Monetary machinations and media sorcery.

I was browsing through the tv listings at tv.yahoo.com and came across an advertisement that claimed that The Wall Street Journal reported the end of Walmart. Since the ad was a graphic image and not actual text I figured it was bogus, so I thought I would check it at wallstreetjournal.com. When I got there it was a page that requires a user to subscribe for a fee.

I almost considered paying for a subscription to The Wall Street Journal, but I was reminded of my experience taking economics and accounting in college. The books were old, and I was taking economics and accounting in the spring of 2008, during the worst recession since the great depression. What part of ironic is missing from that? If enough people who studied economics and accounting actually got the correct information, we wouldn’t be where we are today.

So I wondered how many people read The Wall Street Journal. They appear to be the authority on financial news. The publication has been around since 1889 and has a reputed circulation of 2.1 million copies and nearly half a million online subscribers. So, why are we in a huge recession?

Wait a minute. The subscriptions and circulation don’t cover the entire population of the United States, around 307 million people. So now the question is this: Did everyone who subscribed to The Wall Street Journal come through the recession smelling like roses? How many people who took college economics and accounting survived the recession?

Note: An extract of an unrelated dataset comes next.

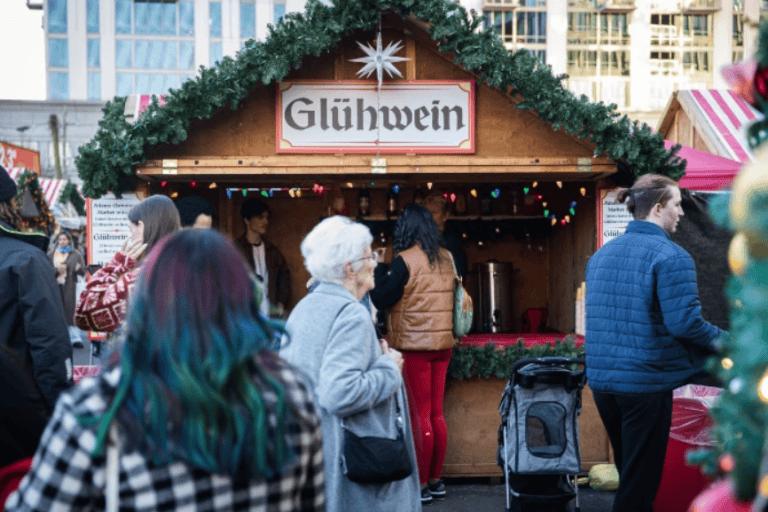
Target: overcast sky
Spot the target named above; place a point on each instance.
(23, 52)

Every day I opened my books I wondered if the information I was learning was any good at all because of the recession. Now that I thought about it for a while, those who participated in the marketplace deserve all the credit for the recession. Two million or so people out of three hundred million read The Wall Street Journal, and very few people are studying for their MBA degrees. I imagine that they weathered the recession very well indeed, but businesses failed, so there are those among the financial experts who know something more than just the old economics and accounting textbooks.

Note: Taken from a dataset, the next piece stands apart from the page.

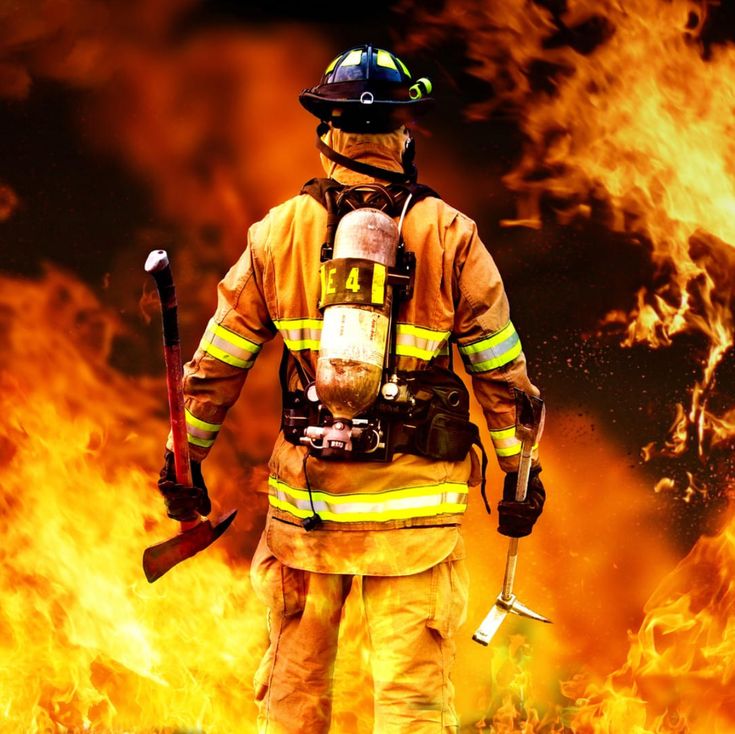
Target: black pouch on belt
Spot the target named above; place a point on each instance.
(443, 428)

I studied communication too, so I recognize that certain information is for public consumption, and other information is deliberately convoluted. Should you get all your investing ideas from watching CNBC or reading the Wall Street Journal, or should you go to the trouble of looking up a company’s annual or quarterly financial report using EDGAR at www.sec.gov?

I figure most people regard the mass media with such validity and credibility that they don’t question the sources and dig themselves a recession, while others analyze the mass media to predict the behavior of the public reaction to it for financial gain.

Such examples of public behavior to media would be the “Oprah Effect.” [http://www.cnbc.com/id/29961298/ ] Oprah Winfrey one day might mention a product and the next day the person who created it could be a millionaire. That example is one of the clearest. Another example is the recent jobs report put out by the White House on Friday that showed most of the recently created jobs were temporary census workers. That information combined with the BP oil spill and Hungary being added to the growing list of European countries in financial trouble, caused a massive sell-off of stocks in Wall Street, which in turn dragged down the stock market.

Monday, some traders on Wall Street will swoop in like vultures to buy up stocks that suddenly became cheap, causing the market to go up, but less. The trend from February through April was a steady increase in stock values, but ever since, the industrial averages are stepping down. Two steps down, then one step up. Some bit of information keeps changing the game week to week.

To find out what happened I went to Google Finance and looked at the index timeline. [http://www.google.com/finance?q=INDEXDJX:.DJI,INDEXSP:.INX,INDEXNASDAQ:.IXIC ] Google saw fit to place news releases along the timeline and one source that looked appealing was found at Bloomberg.com published April 28, 2010 ” S&P 500 May Drop After ‘Ultimate Squeeze’: Technical Analysis”. [http://www.businessweek.com/news/2010-04-28/s-p-500-may-drop-after-ultimate-squeeze-technical-analysis.html ] The headline itself predicted the current trend, and it doesn’t look likely to change anytime soon.
The uptrend appears to result from slightly improving earnings reports, while the downtrend follows news from Europe, employment numbers, or some other news related to government, like new regulatory legislation in the works.

One might think that the stock market is punishing the country for having elected a Democrat President of the United States. Either that or deregulation throughout the eight years of the Bush administration is meeting its karma in the form of bank failures, financial bailouts, E-coli and Salmonella outbreaks, coalmine and oil rig explosions, lead and cadmium in consumer products, and who knows what else lurks on the horizon. Either way, the layoffs started soon after the election of Barack Obama.

When I look at a news story, I wonder it was published literally for its own value, or intended to move the public or some audience to a certain action. Real stories about events concerning individuals aside, news about trends, numbers, or groups of people have the potential to be falsified or distorted to motivate the public.